Did anyone manage to train a tflite model that can make predictions on batches of images successfully on Openmv H7plus 4.7 release?Wanting to see if I can get a performance increase on a small model of mine by predicting in batches rather than in a serial manner.I am trying and failing miserably when loading the model created with tensorflow using the same parameters for quantization that I use for the normal serial model with a different representative_data set construct.

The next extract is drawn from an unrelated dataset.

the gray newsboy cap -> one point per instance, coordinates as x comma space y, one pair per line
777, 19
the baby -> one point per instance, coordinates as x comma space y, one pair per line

def representative_data_gen():
samples_per_class = rep_data_samples_per_class

class_counts = {j: 0 for j in range(NUM_CLASSES)}

batch_imgs = \[\]

for img, label in rep_data:

    true_class = np.argmax(label)

    if class_counts\[true_class\] >= samples_per_class:

        continue

    batch_imgs.append(img)

    class_counts\[true_class\] += 1

    if len(batch_imgs) == BATCH_SIZE:

        yield \[np.stack(batch_imgs, axis=0).astype(np.float32)\]

        batch_imgs = \[\]

\# Pad last incomplete batch with duplicates

if batch_imgs:

    while len(batch_imgs) < BATCH_SIZE:

        batch_imgs.append(batch_imgs\[-1\])  

    yield \[np.stack(batch_imgs, axis=0).astype(np.float32)\]

…    # Convert to quantized TFLite

converter = tf.lite.TFLiteConverter.from_keras_model(fixed_model)

converter.optimizations = \[tf.lite.Optimize.DEFAULT\]

converter.target_spec.supported_ops = \[tf.lite.OpsSet.TFLITE_BUILTINS_INT8\]

converter.inference_input_type = tf.int8

converter.inference_output_type = tf.int8

converter.representative_dataset = representative_data_gen

tflite_model = converter.convert()

Can it be that ml doesn’t support batch inference?
Tried both loading from ROM FS and Flash with load_to_fb True and False

tf_mod = ml.Model(F)

Model size: 39096 bytesAllocated RAM: 6016 Free RAM: 4331264

Load failed: Failed to allocate tensors

Allocated RAM: 4104384 Free RAM: 232896

note batch tflites generated from h5 files from which I generate also serial tflite models that run successfully so there are no operations in the model which the openmv cannot handle in the model.

Manage to load now after I was reminded on the bottom of the thread of an unsupported operation with the old tf library (old post of mine):
This was not required after tf to ml migration so I had removed it from my training procedure.
converter._experimental_disable_per_channel_quantization_for_dense_layers = True

I have added it to the tensorflow tflite conversion procedure and now the model loads.

After testing timing serial vs batch it is evident that on this platform there is no gain on batch vs serial performance wise.

Unless there are some batch specific optimization steps to be done in tensorflow.

If anyone has an application such as mine would be glad to exchange thoughts.

Yeah, there would be no performance gain as the batch operations are for when you have really wide SIMD paths, which the H7/RT1062 don’t. The N6 and AE3 have the NPU onboard which can be helpful for this.

Thanks will consider in a future upgrade.